Lawyers for families of those killed in the mass shooting say they are moving “full-steam ahead” after the company did not allow for full access to its internal documents.
From the outset, legal experts said the case faced long odds, running headfirst into barriers that are built into federal law and protect gun companies from most litigation.
The case, brought by the families of those killed in the massacre at Sandy Hook Elementary School in Connecticut, seeks to hold responsible the companies that made and sold the weapon used in the attack, in part by unearthing documents they hoped would reveal the gun industry’s inner workings.
The families acknowledged the hurdles they faced, but saw the lawsuit as a gamble worth taking.
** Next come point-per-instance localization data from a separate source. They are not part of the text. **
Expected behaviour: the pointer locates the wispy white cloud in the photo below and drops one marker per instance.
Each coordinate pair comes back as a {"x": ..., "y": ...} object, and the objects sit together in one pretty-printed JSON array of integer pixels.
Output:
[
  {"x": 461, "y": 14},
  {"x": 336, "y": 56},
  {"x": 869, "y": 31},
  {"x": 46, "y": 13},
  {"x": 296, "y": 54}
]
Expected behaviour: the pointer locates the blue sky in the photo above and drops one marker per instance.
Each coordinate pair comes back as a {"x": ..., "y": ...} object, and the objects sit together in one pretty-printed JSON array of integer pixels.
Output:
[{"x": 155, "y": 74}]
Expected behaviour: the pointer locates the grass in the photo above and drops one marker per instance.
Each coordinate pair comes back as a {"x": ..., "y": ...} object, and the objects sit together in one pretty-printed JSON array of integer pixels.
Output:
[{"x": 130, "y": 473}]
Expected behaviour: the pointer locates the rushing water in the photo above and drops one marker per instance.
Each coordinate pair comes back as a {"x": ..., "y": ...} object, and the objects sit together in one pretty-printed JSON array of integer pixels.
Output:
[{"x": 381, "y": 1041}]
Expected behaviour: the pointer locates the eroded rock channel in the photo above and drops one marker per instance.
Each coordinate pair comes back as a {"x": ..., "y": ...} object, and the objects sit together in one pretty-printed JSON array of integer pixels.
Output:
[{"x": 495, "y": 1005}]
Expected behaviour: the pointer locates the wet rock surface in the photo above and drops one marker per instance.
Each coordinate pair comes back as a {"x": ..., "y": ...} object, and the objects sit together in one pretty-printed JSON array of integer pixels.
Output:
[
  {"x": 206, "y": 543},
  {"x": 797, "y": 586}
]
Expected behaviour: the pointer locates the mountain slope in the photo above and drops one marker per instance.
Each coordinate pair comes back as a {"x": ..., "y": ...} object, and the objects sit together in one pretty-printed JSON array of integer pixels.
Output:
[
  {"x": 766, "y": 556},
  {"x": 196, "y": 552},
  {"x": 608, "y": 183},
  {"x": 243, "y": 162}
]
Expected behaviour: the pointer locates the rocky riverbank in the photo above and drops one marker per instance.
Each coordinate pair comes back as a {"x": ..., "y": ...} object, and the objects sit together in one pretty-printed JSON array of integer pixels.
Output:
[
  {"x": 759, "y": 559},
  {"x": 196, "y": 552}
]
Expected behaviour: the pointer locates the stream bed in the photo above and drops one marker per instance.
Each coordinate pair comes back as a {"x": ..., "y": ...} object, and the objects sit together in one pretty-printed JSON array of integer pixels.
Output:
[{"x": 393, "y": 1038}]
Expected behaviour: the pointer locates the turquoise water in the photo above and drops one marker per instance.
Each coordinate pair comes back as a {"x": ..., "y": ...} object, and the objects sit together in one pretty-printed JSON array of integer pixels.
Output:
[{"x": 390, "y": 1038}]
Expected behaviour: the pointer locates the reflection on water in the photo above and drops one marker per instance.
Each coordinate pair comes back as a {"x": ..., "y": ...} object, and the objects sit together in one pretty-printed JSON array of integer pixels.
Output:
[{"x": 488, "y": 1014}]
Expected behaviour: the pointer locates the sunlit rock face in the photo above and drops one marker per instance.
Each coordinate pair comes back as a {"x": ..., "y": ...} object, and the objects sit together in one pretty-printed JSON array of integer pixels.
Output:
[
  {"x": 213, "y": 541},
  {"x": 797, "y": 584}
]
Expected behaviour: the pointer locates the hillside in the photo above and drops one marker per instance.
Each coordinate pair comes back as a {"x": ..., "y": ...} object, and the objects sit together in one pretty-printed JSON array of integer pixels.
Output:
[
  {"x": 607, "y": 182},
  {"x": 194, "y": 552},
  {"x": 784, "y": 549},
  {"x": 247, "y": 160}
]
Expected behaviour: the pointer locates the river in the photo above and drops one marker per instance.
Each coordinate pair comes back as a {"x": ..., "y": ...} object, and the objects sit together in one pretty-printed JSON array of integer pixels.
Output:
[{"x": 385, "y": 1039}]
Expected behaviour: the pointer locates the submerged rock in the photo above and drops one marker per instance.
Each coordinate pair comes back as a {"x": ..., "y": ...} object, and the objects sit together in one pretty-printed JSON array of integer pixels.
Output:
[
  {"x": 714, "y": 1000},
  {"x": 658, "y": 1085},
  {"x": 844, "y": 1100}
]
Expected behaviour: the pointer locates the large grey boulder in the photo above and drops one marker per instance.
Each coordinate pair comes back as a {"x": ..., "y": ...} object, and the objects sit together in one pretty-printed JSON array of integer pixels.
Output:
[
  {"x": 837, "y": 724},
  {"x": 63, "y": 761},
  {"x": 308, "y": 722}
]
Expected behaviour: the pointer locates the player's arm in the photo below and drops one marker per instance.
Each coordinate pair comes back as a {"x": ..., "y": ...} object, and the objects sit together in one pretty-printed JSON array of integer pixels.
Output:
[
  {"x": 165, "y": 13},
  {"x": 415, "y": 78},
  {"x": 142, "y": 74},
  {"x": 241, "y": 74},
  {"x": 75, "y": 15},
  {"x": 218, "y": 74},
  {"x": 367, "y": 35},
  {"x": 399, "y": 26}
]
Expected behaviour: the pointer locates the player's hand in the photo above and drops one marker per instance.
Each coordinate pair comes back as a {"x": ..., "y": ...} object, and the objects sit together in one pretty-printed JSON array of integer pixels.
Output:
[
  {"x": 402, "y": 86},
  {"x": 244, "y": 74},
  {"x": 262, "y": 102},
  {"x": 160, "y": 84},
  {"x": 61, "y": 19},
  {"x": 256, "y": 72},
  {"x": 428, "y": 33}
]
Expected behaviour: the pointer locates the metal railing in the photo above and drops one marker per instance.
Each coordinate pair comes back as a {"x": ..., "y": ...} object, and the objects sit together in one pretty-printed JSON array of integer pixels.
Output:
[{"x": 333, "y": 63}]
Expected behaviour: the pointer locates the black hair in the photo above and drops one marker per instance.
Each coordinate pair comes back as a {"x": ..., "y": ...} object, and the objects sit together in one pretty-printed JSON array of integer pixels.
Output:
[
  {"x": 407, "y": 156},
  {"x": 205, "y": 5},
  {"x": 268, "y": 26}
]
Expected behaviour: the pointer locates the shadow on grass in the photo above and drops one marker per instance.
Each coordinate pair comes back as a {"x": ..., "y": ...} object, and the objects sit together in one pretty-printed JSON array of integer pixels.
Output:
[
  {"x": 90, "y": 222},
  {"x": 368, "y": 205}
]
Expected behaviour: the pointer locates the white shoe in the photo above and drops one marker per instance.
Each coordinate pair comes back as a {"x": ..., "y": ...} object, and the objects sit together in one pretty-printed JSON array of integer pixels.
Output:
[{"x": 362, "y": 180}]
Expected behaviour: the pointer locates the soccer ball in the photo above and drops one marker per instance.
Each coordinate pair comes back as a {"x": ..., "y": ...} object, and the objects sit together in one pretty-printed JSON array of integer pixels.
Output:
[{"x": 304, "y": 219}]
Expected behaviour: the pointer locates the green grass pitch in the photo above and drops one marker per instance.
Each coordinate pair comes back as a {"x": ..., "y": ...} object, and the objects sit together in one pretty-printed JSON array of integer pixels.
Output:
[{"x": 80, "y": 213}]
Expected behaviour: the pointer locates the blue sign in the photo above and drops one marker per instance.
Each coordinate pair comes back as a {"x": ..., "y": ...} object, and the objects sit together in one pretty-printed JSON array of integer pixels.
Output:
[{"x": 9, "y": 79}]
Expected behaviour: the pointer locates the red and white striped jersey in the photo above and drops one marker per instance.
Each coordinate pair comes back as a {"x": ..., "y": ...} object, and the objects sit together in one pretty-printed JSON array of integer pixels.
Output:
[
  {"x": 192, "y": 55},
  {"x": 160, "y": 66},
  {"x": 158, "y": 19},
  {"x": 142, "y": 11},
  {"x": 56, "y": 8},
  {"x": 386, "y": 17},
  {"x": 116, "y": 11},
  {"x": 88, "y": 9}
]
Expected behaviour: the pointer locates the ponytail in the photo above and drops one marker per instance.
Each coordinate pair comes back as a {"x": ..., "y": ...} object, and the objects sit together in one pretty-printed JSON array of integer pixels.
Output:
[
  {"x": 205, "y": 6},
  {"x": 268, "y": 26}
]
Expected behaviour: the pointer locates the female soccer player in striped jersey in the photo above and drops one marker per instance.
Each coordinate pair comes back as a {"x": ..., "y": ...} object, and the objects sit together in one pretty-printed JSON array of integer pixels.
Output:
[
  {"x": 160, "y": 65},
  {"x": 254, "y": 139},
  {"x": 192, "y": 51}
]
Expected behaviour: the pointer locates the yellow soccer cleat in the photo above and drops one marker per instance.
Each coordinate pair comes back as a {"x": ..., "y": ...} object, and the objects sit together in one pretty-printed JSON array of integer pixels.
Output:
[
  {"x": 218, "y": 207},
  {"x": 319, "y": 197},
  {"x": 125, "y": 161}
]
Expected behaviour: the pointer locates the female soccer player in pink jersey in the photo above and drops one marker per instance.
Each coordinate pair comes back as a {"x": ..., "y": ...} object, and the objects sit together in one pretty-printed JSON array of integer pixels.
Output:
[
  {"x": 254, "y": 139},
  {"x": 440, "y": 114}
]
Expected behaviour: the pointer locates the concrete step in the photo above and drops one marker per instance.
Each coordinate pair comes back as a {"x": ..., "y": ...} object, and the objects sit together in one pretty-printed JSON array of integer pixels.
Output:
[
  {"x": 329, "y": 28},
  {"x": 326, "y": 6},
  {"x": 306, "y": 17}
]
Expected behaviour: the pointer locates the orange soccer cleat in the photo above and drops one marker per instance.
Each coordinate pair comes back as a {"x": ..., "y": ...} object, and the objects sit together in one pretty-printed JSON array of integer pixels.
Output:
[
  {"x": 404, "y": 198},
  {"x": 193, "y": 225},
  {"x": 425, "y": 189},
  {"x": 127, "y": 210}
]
Now, after winding through the courts for nearly seven years, the suit has yielded an offer: Remington, which made the AR-15-style Bushmaster that was used in the 2012 attack, has proposed settling with the families for $33 million as a trial date looms.
The company’s offer underscores the viability of the novel strategy the families have adopted to pierce the legal shield that guards gun makers, offering a potential road map to the survivors and relatives of victims involved in other mass shootings.
The Sandy Hook plaintiffs are considering the offer, which includes $3.66 million apiece for each of the nine families who are pursuing the suit. But a lawyer for the families, Joshua D. Koskoff, added that his clients were still moving “full-steam ahead” toward trial.
The families have long said that they want a jury to see the company’s behind-the-scenes communications, including, possibly, those in which they outline plans for marketing the weapon — a central component of the suit.